Below is the assembly code for
Consume(memory.Slice(Size / 2)); // private const int Size = 10;
In .NET 3.1, here is disassembly. IG06
does this check and if within bounds, proceed to creating the ReadOnlyMemory()
object in IG07
as seen here.
G_M45388_IG06:
B94037B3 ldr w19, [fp,#52] // [V01 loc0+0x0c]
7100167F cmp w19, #5
540005A3 blo G_M45388_IG12
G_M45388_IG07:
F94017B4 ldr x20, [fp,#40] // [V01 loc0]
AA1403E0 mov x0, x20
51001675 sub w21, w19, #5
2A1503E1 mov w1, w21
528000A2 mov w2, #5
F9000FA0 str x0, [fp,#24] // [V21 tmp18] ; this._object = _object
B90023A2 str w2, [fp,#32] // [V22 tmp19] ; this._index = _index
B90027A1 str w1, [fp,#36] // [V23 tmp20] ; this._length = _length
910063A0 add x0, fp, #24 // [V02 loc1]
94000000 bl Slice`1:Consume(byref)
7100167F cmp w19, #5
54000483 blo G_M45388_IG13
In .NET 5, here is disassembly. There are more memory access in IG06
(4 vs. 7).
G_M6359_IG05:
B9402FA0 ldr w0, [fp,#44] // [V23 tmp20]
7100141F cmp w0, #5
540006C3 blo G_M6359_IG11
;; bbWeight=0.50 PerfScore 1.75
G_M6359_IG06:
B9402BA0 ldr w0, [fp,#40] // [V22 tmp19]
11001400 add w0, w0, #5 ; <-- In .NET 3.1, we constant prop value of _index and turns this to " = 5"

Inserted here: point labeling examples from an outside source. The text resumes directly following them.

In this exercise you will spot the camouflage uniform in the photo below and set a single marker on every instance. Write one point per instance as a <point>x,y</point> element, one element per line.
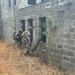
<point>25,39</point>
<point>17,37</point>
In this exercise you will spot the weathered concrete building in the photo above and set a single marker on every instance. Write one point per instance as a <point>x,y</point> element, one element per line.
<point>19,14</point>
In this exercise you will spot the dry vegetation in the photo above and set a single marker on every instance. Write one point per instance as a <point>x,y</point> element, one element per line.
<point>14,62</point>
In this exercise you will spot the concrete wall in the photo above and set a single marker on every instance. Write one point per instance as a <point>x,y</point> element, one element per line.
<point>62,47</point>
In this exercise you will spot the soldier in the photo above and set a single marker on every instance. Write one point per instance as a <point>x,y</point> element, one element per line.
<point>17,37</point>
<point>25,39</point>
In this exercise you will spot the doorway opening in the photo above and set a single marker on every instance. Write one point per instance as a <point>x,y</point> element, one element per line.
<point>30,23</point>
<point>23,25</point>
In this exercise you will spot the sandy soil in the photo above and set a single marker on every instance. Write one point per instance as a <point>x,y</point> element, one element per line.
<point>14,62</point>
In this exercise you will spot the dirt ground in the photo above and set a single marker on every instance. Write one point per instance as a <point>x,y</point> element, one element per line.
<point>14,62</point>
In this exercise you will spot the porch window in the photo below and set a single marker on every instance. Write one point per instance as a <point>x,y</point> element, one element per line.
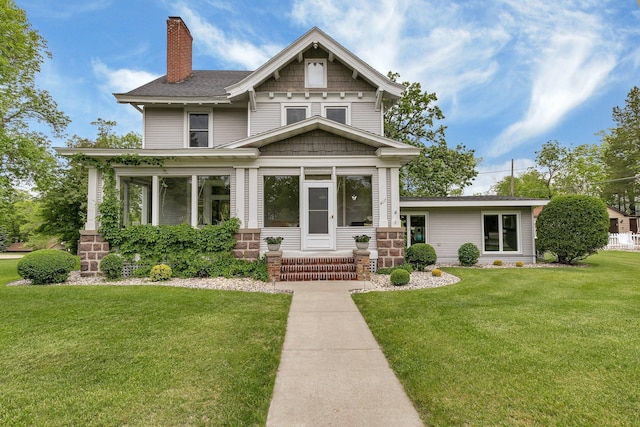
<point>501,232</point>
<point>135,194</point>
<point>214,198</point>
<point>282,201</point>
<point>175,200</point>
<point>355,201</point>
<point>198,130</point>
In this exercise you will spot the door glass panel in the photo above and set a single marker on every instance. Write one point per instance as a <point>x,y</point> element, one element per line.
<point>318,210</point>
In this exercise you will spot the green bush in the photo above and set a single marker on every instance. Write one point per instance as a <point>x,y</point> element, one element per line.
<point>420,255</point>
<point>468,254</point>
<point>111,266</point>
<point>573,227</point>
<point>46,266</point>
<point>389,270</point>
<point>400,277</point>
<point>160,273</point>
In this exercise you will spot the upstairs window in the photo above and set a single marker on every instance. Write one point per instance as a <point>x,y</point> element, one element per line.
<point>315,73</point>
<point>198,130</point>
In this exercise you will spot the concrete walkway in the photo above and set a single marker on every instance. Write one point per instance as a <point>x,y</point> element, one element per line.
<point>332,371</point>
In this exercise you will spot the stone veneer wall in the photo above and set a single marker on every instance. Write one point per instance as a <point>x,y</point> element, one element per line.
<point>247,244</point>
<point>390,246</point>
<point>92,249</point>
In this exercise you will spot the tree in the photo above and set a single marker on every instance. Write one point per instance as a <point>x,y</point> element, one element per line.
<point>25,155</point>
<point>65,201</point>
<point>573,227</point>
<point>438,170</point>
<point>622,155</point>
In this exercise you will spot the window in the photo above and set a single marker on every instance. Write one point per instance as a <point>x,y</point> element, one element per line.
<point>354,201</point>
<point>214,198</point>
<point>198,129</point>
<point>416,228</point>
<point>500,232</point>
<point>315,73</point>
<point>281,201</point>
<point>135,193</point>
<point>175,200</point>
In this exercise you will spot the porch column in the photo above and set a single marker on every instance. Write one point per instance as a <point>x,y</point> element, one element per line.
<point>383,198</point>
<point>92,200</point>
<point>240,197</point>
<point>253,198</point>
<point>395,197</point>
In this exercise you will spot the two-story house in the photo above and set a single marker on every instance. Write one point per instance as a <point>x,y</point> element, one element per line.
<point>294,149</point>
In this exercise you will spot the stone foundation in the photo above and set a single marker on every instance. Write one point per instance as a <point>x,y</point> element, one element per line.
<point>361,259</point>
<point>390,246</point>
<point>274,262</point>
<point>92,249</point>
<point>247,244</point>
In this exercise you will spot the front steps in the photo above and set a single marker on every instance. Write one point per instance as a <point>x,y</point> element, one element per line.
<point>317,268</point>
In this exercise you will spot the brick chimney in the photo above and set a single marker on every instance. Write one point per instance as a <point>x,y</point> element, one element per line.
<point>179,42</point>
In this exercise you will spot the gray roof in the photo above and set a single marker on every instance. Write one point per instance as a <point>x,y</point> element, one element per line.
<point>202,83</point>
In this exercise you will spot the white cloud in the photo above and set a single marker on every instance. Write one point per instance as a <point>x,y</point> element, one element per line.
<point>490,174</point>
<point>218,44</point>
<point>120,80</point>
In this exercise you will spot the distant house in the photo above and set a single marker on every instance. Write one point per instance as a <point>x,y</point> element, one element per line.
<point>294,149</point>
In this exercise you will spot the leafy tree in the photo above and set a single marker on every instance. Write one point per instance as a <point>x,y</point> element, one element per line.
<point>65,201</point>
<point>573,227</point>
<point>25,157</point>
<point>622,155</point>
<point>438,170</point>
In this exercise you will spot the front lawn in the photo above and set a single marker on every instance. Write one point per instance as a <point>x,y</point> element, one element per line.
<point>553,346</point>
<point>136,355</point>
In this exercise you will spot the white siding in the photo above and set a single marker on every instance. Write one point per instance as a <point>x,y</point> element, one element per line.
<point>364,116</point>
<point>229,125</point>
<point>449,228</point>
<point>164,128</point>
<point>266,117</point>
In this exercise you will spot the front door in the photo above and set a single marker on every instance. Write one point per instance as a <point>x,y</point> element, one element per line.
<point>318,226</point>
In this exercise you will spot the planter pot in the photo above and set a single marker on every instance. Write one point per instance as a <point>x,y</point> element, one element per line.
<point>273,247</point>
<point>362,245</point>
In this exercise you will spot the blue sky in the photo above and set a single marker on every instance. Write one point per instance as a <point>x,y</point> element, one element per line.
<point>509,74</point>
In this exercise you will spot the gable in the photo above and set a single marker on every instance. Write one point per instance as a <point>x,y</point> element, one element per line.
<point>317,143</point>
<point>339,77</point>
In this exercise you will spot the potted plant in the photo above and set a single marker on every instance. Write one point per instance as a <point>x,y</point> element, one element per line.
<point>273,243</point>
<point>362,241</point>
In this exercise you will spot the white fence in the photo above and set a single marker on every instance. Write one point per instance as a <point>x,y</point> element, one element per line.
<point>629,241</point>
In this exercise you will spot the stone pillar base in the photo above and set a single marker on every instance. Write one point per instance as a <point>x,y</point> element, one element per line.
<point>361,258</point>
<point>274,261</point>
<point>92,249</point>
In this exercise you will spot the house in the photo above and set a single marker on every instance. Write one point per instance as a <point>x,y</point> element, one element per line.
<point>294,149</point>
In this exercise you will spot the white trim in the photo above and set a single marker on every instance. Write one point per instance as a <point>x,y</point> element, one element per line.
<point>240,197</point>
<point>324,72</point>
<point>293,105</point>
<point>337,105</point>
<point>383,197</point>
<point>500,232</point>
<point>253,198</point>
<point>196,110</point>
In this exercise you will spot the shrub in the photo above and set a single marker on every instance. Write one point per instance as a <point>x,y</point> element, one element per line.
<point>420,255</point>
<point>160,272</point>
<point>468,254</point>
<point>46,266</point>
<point>399,277</point>
<point>573,227</point>
<point>111,266</point>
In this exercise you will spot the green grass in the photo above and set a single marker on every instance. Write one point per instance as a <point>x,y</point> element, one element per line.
<point>523,347</point>
<point>136,355</point>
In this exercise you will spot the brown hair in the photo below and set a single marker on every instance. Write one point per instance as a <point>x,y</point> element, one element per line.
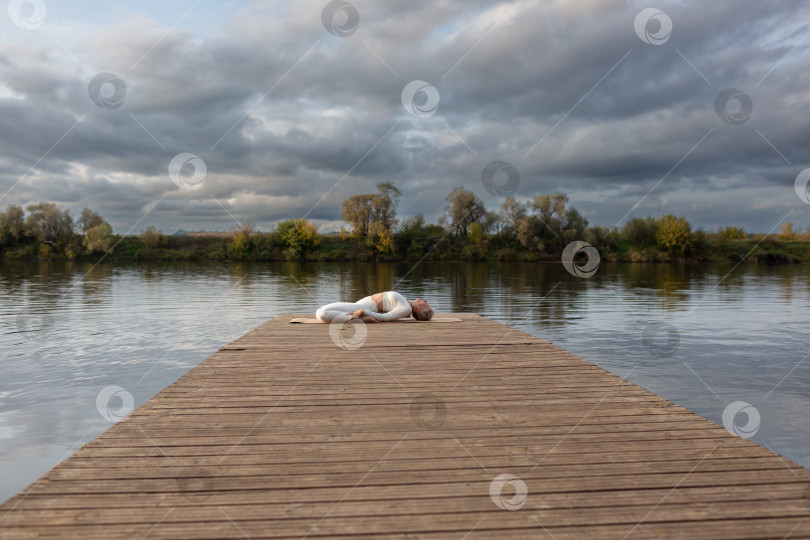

B9402FA1 ldr w1, [fp,#44] // [V23 tmp20] ; <-- could have skipped because we already load it in IG05, the way it is skipped in .NET 3.1
51001421 sub w1, w1, #5
F94013A2 ldr x2, [fp,#32] // [V21 tmp18]
F9000BA2 str x2, [fp,#16] // [V24 tmp21] ; this._object = _object
B9001BA0 str w0, [fp,#24] // [V25 tmp22] ; this._index = _index
B9001FA1 str w1, [fp,#28] // [V26 tmp23] ; this._length = _length
910043A0 add x0, fp, #16 // [V02 loc1]
94000000 bl Slice`1:Consume(byref)
B9402FA0 ldr w0, [fp,#44] // [V23 tmp20] ; <-- could have been skipped
7100141F cmp w0, #5
54000523 blo G_M6359_IG11
I believe some of them are happening because we fail to constant propagate the value of _index
which is zero. Instead we load the value from stack and add 5
to it. In .NET 3.1, we detected this and converted it to assigment.
.NET 3.1 dump:
***** BB05, stmt 11 (before)
N005 ( 5, 6) [000118] -A------R--- * ASG int
N004 ( 1, 1) [000117] D------N---- +--* LCL_VAR int V07 tmp4 d:2
N003 ( 5, 6) [000073] ------------ \--* ADD int
N001 ( 3, 4) [000070] ------------ +--* LCL_FLD int V01 loc0 u:6[+8] Fseq[_index]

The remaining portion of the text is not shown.